If you’re looking to reduce your car insurance premiums and you’ve already done plenty of shopping around to get the best quote you can, then these top tips should help you trim your outlay for cover that little bit further. Here’s how to keep insurance costs low each year.
- Small is beautiful – cars with larger and more powerful engines, no matter how experienced a driver you are, cost more to insure. Choose a smaller, low-powered engine to enjoy a cheaper annual premium. This makes a lot of sense if all you do is semi-urban commutes to work each day, because you don’t need a 600hp supercar for this sort of driving.
- Take it steady – whatever car you’ve got, be it a small city car or a grand cabriolet with a V8 engine, drive carefully. This may seem blindingly obvious, but drivers with lots of points on their licence or with a record of multiple claims on their insurance will pay more than those without either.
- Reduce your mileage – another one that might seem simple, but the more kilometres you travel, statistically the more likely you are to be involved in an incident; and that’s why insurance companies will load the premium. If you keep insuring your car for 20,000km per annum and you’re only doing 15,000km each year with regularity, reduce the quoted annual mileage to suit.

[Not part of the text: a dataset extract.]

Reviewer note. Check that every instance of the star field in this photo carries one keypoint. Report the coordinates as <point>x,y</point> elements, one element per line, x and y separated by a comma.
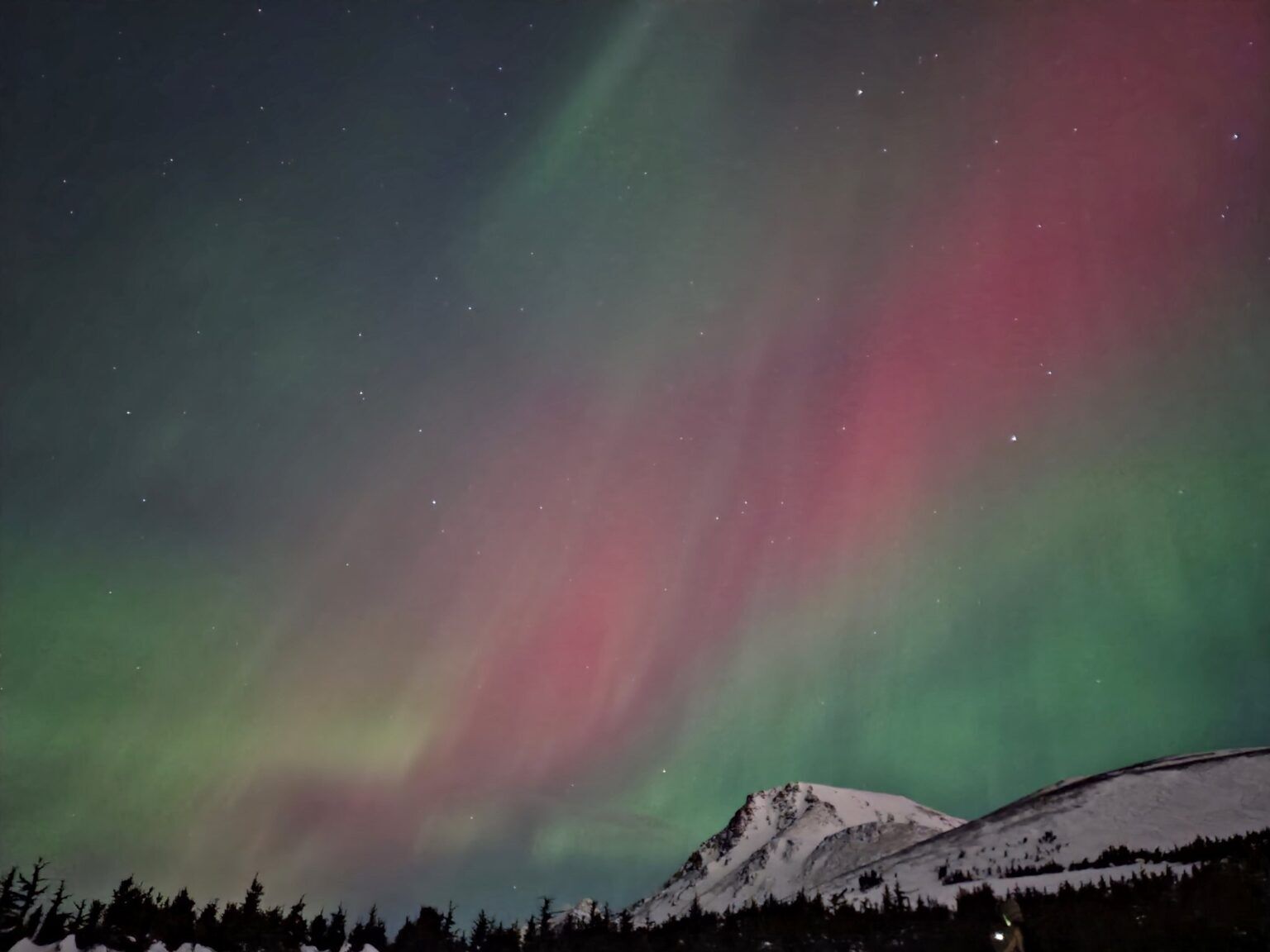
<point>460,450</point>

- Security for peace of mind – check what security systems are fitted to the car you’re interested in buying or which you own. Almost every new car will have an in-built alarm these days, but older models are not so secure. If you haven’t got one, think about investing in a GPS tracking device, because this will make the car easier to locate and recover if stolen, and the insurance company will recognise this by lowering your premium accordingly.
- Park it securely – it costs more to insure any given car that’s parked on a public road overnight than a private driveway, and it costs more to insure the same car on a driveway than it would do if you can shove it into a lockable garage each evening. Not all of us have access to garages or even driveways, but if you’ve got them, use them and make sure you tell the insurance company that you’re doing so. The net result will be a lower premium.
- Who else is driving the car? – this can work both ways. Adding another driver to your policy, if they’re a careful and lower-risk driver than yourself, can actually reduce your premium. Insurance companies will offer discounts for adding a spouse or partner, although said driver needs to genuinely be using your car for part of the year to get the reduction. The flipside of this is that if your spouse or partner wants to go on the insurance and they’ve got a lot of claims/points to their name, your premium is only going to go up.
- Value your car honestly – you might absolutely love your pride and joy Volkswagen Golf MkIV, and you might have spent a lot of money keeping it in tip-top condition over the years, but it will only be worth what an insurance assessor deems it to be worth. And that will be set by the second-hand values of cars of a similar age, mileage, condition and specification. If you claim it’s worth more than it is, you’ll pay more for your premium and, in the event you have to make a total-loss claim, you’ll only get what the assessor deems it to be worth anyway (i.e., you say it’s worth €4,000 and the assessor says the market value is €2,500, and you’ll be given €2,500 as settlement) – so you’ll be out of pocket all ways up.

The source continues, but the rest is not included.